The CCT entitles a poor household to as much as P1,400 in monthly cash grants on condition that recipients make sure their children [up to three, at least] stay in school and get regular medical checkups in government clinics.
In an audit report on CCT in 2013, COA questioned the program’s progress.
The report challenged the Department of Social Welfare and Development’s (DSWD) list of CCT beneficiaries because of a discrepancy of 364,036 households, which auditors did not find on the list of poor households made in 2009 by the National Household Targeting System (NHTS).
Soliman said there is no discrepancy. She said COA was informed in September that 107,373 households were on the NHTS list and in the agency’s Pantawid Pamilyang Pilipino Program, which releases CCT monthly grants.
She said the remaining 256,663 households benefiting from CCT are on a separate list for a modified CCT program, which covers homeless families who are not on the 2009 NHTS list. It also covers indigenous peoples.
The COA report contested DSWD’s classification of 21,117 households as poor.

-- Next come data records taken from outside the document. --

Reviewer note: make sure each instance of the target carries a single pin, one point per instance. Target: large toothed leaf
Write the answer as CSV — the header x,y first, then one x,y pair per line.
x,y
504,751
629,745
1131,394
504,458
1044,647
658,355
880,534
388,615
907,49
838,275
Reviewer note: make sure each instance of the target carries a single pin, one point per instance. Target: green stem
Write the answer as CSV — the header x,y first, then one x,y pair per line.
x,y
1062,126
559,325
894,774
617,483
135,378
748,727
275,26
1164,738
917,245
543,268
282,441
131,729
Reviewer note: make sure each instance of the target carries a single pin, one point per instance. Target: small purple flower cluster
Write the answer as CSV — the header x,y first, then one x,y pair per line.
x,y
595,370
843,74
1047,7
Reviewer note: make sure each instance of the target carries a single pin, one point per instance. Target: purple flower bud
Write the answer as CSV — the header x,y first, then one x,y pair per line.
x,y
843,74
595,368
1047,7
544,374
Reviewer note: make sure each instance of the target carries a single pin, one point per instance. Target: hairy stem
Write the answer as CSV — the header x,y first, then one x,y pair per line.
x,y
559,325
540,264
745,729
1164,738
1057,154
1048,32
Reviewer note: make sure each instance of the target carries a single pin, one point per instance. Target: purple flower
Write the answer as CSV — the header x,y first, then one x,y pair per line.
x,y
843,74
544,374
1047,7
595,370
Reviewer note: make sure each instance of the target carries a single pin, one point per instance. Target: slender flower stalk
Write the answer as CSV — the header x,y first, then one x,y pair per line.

Soliman said DSWD had verified that out of these, 21,089 households that COA defined as not poor were, indeed, poor. She said the DSWD is checking the status of the other 28 households.
Houses’ appearance
She said government auditors had inspected the houses of some of the beneficiaries and concluded that they do not fit the conventional definition of poor.
“The trouble with this thinking is that households who were registered as CCT beneficiaries in 2009 would have improved their homes and lives, otherwise the program had not been effective,” Soliman said.
“So if you judge them according to how they were when they [became eligible for CCT], it could be their homes started out as shanties and are now reinforced with galvanized-iron sheets,” she said. “From the point of view of COA, that does not reflect poverty,” she added.
Social workers, said Soliman, tried to explain this to auditors.